Lynyrd Skynyrd legend Ronnie Van Zant ‘would be a Republican’ now, says brother

Johnny Van Zant, iconic southern rockers headlining in Tampa for GOP Convention



By Chris Kornelis - Special to The Washington Times
Wednesday, August 22, 2012

Johnny Van Zant grew up in a house in Florida that had no air conditioning but plenty of Democrats.“We didn’t grow up rich people,” said Mr. Van Zant, current lead singer of Lynyrd Skynyrd, and an outspoken Republican. “Nothing was easy for us coming up. But we were rich in family.”

Mr. Van Zant’s dad drove a truck, his mom worked at Dunkin’ Donuts — and his oldest brother, Ronnie, co-wrote the classic rock staples “Free Bird” and “Sweet Home Alabama.” All of them were Democrats.

But for the 25 years Mr. Van Zant has held down his brother’s spot out front of Lynyrd Skynyrd, he’s been a Republican. Had Ronnie not died in a plane crash in 1977, Mr. Van Zant thinks, he would be, too.

“I think, right now, he would be a Republican. I know what he stood for,” said Mr. Van Zant, who switched sides when Ronald Reagan took office, in a recent phone call. “I think, hey, everybody has a right to change their mind.”



Kid Rock (left) and Johnny Van Zant of Lynyrd Skynyrd perform last ..

Mitt Romney and the GOP hope Johnny Van Zant and his brother’s famous songs can help change a few voters’ minds, too. The band — down to one surviving member from the classic Skynyrd lineup, guitarist Gary Rossington — is performing Sunday in Tampa at a fundraiser for the veterans group Citizens Helping Heroes as part of the festivities surrounding the Republican National Convention.

Mr. Van Zant said the party hasn’t asked the band to play anything in particular, other than “Sweet Home Alabama.” But it wouldn’t be a Lynyrd Skynyrd show without a run through “Free Bird,” which Mr. Van Zant promises he won’t turn into a political statement to slide alongside Kid Rock’s “Born Free,” the Romney campaign’s theme song. Of course, if that’s how you choose to interpret it …

“Our country’s [symbol is] a bird,” Mr. Van Zant said, “so it goes hand in hand.”

The band also is sure to pull from its new record, “Last of a Dyin’ Breed,” which was released on Tuesday. The album is full of material germane to the Romney message, particularly “Nothing Comes Easy,” in which Mr. Van Zant sings about paychecks getting smaller and prices going up.

“I think we could take a poll of our audience,” Mr. Van Zant said, “I think they would agree with that. When we write songs, man, we try to write to the common people.”

Those are exactly the voters Mr. Romney’s trying to bring into the fold.

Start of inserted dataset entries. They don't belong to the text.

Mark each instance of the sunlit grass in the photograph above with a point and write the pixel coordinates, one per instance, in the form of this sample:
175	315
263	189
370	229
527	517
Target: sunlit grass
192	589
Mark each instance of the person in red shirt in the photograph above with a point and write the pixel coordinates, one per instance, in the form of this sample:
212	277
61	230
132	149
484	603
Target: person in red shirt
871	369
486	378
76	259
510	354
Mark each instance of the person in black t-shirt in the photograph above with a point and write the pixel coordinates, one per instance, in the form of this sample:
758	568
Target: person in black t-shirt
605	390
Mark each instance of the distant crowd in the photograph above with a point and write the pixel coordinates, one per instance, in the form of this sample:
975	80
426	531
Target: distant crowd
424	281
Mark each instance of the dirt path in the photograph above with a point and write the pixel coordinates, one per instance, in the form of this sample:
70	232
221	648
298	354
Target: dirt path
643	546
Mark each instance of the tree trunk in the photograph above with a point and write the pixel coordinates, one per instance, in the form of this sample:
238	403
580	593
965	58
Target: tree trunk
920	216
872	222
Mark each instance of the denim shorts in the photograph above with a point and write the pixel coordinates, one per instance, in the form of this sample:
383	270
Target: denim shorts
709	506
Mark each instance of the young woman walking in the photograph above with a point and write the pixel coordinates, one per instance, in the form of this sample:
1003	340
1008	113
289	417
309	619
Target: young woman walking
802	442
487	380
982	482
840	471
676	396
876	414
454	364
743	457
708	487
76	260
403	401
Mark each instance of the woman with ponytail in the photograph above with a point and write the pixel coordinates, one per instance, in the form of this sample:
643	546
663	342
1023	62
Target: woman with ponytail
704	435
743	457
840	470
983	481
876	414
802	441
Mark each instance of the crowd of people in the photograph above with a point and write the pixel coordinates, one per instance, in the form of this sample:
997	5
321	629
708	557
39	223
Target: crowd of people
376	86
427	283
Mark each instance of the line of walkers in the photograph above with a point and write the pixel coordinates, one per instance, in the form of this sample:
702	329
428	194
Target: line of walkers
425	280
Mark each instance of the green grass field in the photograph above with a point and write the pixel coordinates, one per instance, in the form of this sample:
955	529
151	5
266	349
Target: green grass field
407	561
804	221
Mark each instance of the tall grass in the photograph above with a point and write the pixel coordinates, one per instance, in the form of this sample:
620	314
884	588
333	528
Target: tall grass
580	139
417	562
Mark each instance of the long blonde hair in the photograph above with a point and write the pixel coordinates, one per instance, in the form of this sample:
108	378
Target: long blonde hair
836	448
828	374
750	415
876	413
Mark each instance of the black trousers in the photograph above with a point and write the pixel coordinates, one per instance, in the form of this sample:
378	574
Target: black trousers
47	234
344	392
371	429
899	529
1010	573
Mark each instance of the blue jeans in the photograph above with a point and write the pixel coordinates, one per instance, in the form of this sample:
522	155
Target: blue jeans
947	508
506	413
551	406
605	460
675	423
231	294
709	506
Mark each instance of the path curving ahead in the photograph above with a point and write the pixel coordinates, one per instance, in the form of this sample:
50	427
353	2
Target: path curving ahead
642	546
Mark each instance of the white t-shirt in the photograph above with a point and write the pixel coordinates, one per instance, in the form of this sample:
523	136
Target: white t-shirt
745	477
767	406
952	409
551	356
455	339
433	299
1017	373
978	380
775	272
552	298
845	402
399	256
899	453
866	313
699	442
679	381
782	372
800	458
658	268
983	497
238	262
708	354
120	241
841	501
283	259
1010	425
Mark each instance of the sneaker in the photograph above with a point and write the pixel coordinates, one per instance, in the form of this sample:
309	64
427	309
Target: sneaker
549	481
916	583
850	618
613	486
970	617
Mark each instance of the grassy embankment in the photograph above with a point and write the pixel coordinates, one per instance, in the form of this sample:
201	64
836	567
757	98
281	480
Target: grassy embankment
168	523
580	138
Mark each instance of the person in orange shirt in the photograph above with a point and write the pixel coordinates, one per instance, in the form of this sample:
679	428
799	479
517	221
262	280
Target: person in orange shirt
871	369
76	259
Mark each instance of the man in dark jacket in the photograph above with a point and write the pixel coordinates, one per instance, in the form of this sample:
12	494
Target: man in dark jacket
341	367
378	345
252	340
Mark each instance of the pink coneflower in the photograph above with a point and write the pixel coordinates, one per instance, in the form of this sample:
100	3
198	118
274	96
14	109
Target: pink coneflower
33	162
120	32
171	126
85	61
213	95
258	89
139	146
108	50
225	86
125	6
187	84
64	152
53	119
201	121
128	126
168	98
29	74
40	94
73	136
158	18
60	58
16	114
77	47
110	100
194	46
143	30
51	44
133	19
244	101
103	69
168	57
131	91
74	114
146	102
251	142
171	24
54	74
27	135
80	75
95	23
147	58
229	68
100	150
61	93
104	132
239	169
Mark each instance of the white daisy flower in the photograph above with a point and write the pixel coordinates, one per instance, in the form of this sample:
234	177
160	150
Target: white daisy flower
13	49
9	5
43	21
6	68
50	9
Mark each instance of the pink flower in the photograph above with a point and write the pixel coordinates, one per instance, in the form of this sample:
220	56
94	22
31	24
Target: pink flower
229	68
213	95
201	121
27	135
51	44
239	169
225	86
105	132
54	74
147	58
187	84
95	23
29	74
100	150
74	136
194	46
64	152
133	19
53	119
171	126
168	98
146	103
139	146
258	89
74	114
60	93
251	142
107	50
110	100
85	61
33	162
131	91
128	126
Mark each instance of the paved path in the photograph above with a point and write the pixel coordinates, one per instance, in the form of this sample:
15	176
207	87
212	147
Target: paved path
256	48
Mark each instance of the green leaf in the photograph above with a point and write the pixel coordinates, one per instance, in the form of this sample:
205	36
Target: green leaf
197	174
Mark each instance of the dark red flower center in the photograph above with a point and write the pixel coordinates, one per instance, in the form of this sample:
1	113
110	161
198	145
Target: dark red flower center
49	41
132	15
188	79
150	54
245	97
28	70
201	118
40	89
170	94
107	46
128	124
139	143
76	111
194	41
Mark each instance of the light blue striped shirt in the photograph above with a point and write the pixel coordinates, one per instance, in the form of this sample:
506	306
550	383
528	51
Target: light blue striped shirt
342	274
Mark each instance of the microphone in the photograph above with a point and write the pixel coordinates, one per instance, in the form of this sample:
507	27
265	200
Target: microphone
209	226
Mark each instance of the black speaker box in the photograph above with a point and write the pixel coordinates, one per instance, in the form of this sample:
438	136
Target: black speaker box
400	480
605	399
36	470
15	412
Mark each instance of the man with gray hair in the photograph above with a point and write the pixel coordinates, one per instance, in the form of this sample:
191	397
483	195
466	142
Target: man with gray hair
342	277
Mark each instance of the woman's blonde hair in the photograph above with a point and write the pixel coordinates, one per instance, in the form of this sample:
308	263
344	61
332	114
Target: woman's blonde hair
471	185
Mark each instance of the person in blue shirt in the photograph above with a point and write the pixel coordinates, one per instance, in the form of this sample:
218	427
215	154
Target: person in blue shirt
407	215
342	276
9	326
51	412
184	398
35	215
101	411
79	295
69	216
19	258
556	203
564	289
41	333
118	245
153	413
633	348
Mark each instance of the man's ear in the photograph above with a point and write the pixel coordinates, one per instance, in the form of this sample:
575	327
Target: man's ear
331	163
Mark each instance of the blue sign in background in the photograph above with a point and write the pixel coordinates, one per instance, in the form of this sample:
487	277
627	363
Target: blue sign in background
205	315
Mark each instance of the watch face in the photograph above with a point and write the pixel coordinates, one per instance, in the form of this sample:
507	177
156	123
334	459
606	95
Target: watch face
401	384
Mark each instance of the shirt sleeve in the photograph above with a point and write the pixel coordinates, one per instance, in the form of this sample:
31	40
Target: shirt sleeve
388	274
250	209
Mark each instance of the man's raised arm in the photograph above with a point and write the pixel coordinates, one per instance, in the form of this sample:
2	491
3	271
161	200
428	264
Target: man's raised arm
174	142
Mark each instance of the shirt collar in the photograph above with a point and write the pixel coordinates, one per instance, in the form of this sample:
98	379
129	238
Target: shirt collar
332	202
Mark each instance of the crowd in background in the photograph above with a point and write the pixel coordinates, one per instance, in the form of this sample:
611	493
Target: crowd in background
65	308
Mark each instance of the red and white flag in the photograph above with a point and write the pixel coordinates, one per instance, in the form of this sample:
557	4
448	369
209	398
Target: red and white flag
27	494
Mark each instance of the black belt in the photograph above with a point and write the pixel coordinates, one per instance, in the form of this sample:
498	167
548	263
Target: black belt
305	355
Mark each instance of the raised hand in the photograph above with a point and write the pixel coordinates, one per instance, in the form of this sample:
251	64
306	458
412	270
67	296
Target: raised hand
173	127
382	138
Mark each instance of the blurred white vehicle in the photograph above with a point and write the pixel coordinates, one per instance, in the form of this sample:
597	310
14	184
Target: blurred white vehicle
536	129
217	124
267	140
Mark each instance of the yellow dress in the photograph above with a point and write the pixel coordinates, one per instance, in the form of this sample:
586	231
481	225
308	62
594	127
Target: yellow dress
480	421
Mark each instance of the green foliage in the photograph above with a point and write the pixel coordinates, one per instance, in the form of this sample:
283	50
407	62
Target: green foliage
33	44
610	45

And few bands are more closely identified with the working-class South than Skynyrd. After all, this is the band whose anthemic “Sweet Home Alabama,” a top-10 hit in the mid-‘70s, rebuked Neil Young for his indictment of its native region in “Southern Man.”

Skynyrd’s endorsement of Mr. Romney aligns him with the band that best personifies pugnacious Southern pride — and made the Confederate flag its logo.

“For us,” Mr. Van Zant said, “the flag means ‘Hey, that’s where we’re from, and that’s what they used to use back then.’ My version of it is, ‘Hey, we eat grits, we say y’all.’”

And they do so, it’s probably fair to say, with rather more authenticity than Mr. Romney conveyed last spring as he campaigned through the South.